Aon unit in shock professional indemnity insurance exit – reports | Insurance Business

Aon unit in shock professional indemnity insurance exit – reports

Anyone doing business via the Lloyd’s of London insurance platform will have witnessed several market departures of late in line with the so-called ‘decile 10’ crackdown. Now there’s been another casualty.

According to The Law Society Gazette, broking giant Aon has reached out to customers of its managing general agent Maven to bring them the bad news.

As shown by a screengrab posted by the publication, part of Aon’s letter goes: “We currently act as your intermediary for Professional Indemnity Insurance, and unfortunately it is with regret that we must advise you that we will not be able to obtain a renewal quotation on your behalf this year.
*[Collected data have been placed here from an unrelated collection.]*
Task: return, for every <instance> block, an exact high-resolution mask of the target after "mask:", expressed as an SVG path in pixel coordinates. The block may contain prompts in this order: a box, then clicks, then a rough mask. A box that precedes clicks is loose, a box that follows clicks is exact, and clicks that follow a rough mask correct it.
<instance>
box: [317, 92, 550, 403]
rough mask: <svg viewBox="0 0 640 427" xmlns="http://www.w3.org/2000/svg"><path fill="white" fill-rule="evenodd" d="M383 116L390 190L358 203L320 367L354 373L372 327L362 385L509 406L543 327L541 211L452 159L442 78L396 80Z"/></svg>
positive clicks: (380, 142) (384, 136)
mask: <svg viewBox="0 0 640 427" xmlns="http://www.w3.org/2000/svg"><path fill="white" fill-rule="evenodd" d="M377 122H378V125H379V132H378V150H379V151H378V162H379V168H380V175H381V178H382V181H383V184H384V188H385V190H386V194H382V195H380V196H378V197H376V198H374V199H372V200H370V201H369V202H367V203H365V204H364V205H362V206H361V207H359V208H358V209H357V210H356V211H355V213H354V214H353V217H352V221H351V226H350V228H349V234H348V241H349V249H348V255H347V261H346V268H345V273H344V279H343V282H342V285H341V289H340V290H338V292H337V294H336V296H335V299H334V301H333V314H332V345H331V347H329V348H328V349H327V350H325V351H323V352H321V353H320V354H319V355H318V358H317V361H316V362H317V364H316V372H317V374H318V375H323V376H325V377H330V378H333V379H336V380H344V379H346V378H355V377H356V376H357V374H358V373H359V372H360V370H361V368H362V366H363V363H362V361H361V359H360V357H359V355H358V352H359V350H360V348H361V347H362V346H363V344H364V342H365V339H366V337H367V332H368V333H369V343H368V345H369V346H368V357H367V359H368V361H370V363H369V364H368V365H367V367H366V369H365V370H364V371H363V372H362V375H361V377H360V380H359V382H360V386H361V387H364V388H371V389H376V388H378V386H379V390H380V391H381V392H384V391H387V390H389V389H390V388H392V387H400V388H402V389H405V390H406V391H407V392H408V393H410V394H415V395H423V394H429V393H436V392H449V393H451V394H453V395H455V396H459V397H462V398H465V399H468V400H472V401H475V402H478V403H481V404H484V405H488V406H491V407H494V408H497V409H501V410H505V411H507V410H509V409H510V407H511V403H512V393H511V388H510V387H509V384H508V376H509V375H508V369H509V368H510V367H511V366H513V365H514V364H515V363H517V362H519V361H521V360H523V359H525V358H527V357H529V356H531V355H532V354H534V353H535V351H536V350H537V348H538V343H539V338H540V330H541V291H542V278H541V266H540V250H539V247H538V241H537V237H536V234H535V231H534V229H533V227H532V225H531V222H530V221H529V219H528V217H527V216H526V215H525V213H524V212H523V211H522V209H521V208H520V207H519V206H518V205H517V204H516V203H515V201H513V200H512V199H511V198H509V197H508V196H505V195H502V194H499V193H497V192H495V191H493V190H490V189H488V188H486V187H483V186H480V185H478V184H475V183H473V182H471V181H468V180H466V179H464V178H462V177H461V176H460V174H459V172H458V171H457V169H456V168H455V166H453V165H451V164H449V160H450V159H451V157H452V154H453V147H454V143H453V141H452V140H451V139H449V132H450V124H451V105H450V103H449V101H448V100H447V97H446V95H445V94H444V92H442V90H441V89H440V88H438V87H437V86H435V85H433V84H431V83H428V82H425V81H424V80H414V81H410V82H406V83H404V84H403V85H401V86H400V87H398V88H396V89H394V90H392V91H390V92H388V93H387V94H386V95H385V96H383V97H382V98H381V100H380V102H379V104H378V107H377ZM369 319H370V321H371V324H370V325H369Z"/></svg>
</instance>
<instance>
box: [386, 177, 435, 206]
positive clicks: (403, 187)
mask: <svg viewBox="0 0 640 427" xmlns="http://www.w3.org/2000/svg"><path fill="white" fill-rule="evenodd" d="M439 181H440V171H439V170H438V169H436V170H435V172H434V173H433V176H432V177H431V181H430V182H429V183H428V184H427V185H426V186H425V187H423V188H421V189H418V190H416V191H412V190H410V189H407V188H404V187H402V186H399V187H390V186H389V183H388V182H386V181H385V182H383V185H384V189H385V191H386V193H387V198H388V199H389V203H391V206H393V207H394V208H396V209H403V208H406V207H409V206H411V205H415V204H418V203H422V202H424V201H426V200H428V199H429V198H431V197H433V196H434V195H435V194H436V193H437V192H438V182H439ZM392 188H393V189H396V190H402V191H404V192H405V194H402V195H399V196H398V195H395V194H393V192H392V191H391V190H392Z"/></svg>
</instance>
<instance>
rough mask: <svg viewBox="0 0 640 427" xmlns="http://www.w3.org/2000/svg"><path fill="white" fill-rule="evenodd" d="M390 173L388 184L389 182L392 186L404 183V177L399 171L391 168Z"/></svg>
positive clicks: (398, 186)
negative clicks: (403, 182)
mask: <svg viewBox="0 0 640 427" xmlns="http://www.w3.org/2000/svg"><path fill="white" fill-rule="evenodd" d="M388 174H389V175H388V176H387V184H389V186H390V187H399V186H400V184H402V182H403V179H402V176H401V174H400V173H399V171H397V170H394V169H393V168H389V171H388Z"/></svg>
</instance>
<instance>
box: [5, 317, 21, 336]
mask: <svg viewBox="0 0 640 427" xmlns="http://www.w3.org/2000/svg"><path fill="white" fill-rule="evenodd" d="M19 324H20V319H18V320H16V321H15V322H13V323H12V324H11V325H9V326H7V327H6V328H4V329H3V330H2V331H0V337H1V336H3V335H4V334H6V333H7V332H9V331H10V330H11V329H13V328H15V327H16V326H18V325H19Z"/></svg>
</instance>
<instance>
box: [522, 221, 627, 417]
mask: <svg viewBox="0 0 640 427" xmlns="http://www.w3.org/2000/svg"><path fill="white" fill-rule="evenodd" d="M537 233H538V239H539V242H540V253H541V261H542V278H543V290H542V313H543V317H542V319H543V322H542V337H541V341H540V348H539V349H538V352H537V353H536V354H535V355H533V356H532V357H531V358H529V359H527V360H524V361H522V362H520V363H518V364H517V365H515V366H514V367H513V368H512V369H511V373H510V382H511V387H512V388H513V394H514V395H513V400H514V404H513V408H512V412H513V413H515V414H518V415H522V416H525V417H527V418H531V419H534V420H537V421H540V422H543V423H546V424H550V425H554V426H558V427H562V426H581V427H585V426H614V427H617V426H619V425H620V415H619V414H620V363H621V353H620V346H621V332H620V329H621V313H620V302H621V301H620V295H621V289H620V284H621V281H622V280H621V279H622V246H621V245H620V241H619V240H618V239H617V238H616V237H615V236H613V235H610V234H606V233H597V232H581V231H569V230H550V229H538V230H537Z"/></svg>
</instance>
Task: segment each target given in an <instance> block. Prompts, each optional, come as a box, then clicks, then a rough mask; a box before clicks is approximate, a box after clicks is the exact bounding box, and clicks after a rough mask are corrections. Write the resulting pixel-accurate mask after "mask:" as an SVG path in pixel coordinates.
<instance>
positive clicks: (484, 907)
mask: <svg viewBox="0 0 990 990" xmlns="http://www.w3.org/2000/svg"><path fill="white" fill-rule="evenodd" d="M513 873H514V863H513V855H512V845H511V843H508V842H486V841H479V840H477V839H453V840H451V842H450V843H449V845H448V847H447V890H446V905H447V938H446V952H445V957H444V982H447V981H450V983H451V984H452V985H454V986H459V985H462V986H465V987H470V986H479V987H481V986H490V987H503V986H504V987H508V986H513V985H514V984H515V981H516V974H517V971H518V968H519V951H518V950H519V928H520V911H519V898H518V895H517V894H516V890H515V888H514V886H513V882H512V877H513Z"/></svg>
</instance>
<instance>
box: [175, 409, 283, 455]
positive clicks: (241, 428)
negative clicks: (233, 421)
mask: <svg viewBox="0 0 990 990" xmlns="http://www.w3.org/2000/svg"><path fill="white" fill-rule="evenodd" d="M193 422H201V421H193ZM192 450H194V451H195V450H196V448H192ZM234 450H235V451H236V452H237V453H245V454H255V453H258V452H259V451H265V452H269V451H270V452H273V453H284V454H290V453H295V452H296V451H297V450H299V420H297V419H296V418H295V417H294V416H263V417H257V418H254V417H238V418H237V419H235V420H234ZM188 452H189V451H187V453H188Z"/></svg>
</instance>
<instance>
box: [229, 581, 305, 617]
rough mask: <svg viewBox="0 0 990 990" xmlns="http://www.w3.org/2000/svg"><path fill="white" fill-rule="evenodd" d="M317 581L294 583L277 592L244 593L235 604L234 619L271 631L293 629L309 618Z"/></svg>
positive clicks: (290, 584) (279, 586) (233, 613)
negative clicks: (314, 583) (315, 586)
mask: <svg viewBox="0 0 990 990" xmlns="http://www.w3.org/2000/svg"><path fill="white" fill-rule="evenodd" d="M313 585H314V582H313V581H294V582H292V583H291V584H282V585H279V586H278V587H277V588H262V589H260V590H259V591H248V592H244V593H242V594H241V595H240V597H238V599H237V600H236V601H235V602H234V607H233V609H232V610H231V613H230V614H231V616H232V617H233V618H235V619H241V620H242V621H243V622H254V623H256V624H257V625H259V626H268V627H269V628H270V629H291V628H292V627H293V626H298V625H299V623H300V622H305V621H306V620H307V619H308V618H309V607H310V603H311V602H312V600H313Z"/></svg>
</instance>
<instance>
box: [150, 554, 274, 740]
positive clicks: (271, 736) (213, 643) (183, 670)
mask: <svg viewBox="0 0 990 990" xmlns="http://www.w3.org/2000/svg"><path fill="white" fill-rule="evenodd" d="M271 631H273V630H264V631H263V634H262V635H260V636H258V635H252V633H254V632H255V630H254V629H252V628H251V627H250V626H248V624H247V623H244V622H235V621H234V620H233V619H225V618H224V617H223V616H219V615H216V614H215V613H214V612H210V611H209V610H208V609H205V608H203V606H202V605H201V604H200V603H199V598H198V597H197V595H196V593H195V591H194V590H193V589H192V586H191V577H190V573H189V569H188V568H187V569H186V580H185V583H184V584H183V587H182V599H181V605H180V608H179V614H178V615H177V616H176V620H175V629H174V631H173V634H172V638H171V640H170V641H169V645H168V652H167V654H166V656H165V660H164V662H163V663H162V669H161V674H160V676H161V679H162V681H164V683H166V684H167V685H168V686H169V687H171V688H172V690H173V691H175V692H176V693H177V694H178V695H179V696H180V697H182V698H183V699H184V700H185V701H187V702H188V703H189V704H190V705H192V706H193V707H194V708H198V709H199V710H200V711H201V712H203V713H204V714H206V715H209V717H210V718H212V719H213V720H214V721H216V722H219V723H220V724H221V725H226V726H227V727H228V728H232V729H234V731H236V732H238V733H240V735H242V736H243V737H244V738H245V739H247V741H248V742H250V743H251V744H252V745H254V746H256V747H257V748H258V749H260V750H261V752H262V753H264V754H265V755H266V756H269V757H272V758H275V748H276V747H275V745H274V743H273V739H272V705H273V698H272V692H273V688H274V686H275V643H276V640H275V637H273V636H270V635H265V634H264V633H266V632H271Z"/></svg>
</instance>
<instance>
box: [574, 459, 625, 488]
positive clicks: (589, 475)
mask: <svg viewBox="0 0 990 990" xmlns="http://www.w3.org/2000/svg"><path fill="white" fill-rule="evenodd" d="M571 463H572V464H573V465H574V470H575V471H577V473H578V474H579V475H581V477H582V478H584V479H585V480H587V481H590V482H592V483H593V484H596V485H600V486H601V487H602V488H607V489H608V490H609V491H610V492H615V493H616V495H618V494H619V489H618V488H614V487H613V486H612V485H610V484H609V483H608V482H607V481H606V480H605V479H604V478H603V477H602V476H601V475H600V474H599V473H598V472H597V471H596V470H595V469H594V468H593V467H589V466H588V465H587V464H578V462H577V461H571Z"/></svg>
“However, we have tried to contact you by telephone to advise that, with your consent, we could pass your application to another broker who we have worked closely with for the past eight years, called The Professional Indemnity Company who can seek to arrange alternative cover for you.”

Read more: Renewal season reveals PII market for lawyers hardening

Citing impacted solicitors, the report said the development has been met with shock.

“I now have to try and find cover with another insurer and start the renewal process very late in the day,” AG Lucas and Co’s Andrew Lucas told The Law Society Gazette, while pointing to the supposed lack of explanations in the correspondence.   

Meanwhile, Maven’s parent has been quoted as stating: “Aon UK Ltd provides professional indemnity insurance broking and advisory services to solicitors firms of all sizes.

“A number of insurers are withdrawing from the solicitors PI market including Maven Underwriters. A number of Lloyd’s capacity providers who have previously supported the Maven MGA have withdrawn their capacity as part of the Lloyd’s profitability review.”

Certain policies will lapse by the end of next month.